If rattlesnakes could speak with our one tongue, wouldn’t they complain about guilt by association, the heavy scapegoating laid like jackboots on their heads? What are we, they would say, but beautiful sausages that stuff ourselves once or twice a year with a flea-ridden mouse no human would touch? Compare us with yourselves, you devourers of whole chickens, pigs, cows and mishmashed bratwursts. We are more family-oriented and spectacularly more colorful, efficient, and peace-loving than you. Do you resent us because we spend your workdays lolling in our dens with family, or sunbathing on warm rocks? Do you fear we will unionize your office help for more vacation time? Instead of licking us, wouldn’t you prefer to join us for a change?
Crotalus horridus rattles us to the core.
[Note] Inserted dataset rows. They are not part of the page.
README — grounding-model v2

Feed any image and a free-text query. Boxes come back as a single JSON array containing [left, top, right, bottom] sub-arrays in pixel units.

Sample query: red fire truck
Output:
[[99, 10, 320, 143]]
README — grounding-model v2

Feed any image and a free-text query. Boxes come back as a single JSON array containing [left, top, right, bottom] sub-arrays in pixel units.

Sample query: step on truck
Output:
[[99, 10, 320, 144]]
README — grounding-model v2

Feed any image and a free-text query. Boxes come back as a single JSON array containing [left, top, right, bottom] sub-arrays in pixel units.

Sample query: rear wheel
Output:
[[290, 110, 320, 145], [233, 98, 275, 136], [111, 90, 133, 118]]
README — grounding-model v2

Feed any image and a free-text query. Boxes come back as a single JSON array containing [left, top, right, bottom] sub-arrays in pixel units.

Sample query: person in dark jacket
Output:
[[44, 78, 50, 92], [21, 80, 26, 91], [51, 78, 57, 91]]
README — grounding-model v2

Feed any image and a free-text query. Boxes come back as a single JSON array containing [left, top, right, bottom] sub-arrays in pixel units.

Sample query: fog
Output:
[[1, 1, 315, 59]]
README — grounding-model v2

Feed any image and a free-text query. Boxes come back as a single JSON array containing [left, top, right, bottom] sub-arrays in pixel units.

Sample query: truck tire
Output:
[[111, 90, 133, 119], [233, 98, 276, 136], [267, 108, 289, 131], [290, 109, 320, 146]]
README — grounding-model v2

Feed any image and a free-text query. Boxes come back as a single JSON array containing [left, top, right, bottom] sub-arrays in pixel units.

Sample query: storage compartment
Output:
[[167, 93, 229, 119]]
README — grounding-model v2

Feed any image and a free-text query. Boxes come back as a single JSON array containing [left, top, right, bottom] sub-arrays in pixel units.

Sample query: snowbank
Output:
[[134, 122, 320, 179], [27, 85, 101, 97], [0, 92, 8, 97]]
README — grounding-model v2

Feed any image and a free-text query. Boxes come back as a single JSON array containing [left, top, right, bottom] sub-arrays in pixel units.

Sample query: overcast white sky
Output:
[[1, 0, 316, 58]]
The flesh shimmers imagining the wonder of the thing: This tunnel of rib-caged flesh adorned by sun-shined scales, its tapered tail circled by rings designed to give fair warning to enemies, as if this creature’s head is so swollen with dignity that it prefers not to squabble with inferiors; the muscular undulations that move it over the ground in a motion unifying power and grace; the spark of electrical life centered in a brain that animates eyes just like ours—curious, wary, confused—at once omniscient and ignorant; the inclination to stay home, the sunny rocks near the cave on the south-facing bluffs; the need to interrupt a life of lounging to feed, molt, mate, and without progress, pension portfolios or management improvement schemes, to carry on a process that has worked to perfection from the dawn of life until now, when the triumph of mankind has made the snake our enemy.
But could that rattler undressing itself at my feet have imagined me to be its enemy? It showed me no shame as it did its little undressing act. At worst it was wholly indifferent to my presence in the room. Maybe live and let live was all its thought, or (I doubt it) perhaps it wanted to make me privy to rattlesnake ways, wanted me to share the feeling of making a new breast of things. Come to think of it, I’m not sure what I really saw at my feet in the cabin that day, certain only that I am here now writing this, and the snake is here too now requiring me to take another look at it. Especially in the absence of fear that we might be swallowed by monsters we’ve never seen, some of our tales swallow us.
So where are we now? Here and now, earthlings all, we are pinkish globs of cells so dominating that July Fourth rattlesnakes are inclined to let us be. Winters we curl our warmblooded selves into a mass, preferring to write longhand, our scrawl a crawl toward another day of spring sunlight that may uncongeal the blood. Then we will walk, not drive, through the woods, going slow enough to see with each step. Maybe there, by the side of a path, we’ll be privileged to see one in time, just before it turns tail and disappears. How beautiful, the colors, the motion, the designs on its back. What wonderful inherent organism, its ability to renew itself by slipping out of itself, a sheath too narrow and sinuous to be any mammal’s womb. Little wonder that even the jealous Jehova, who has managed to maintain his grip on millions of minds, once upon a time gazed on all rattlesnakes that creep on the ground and said yes, they too are good.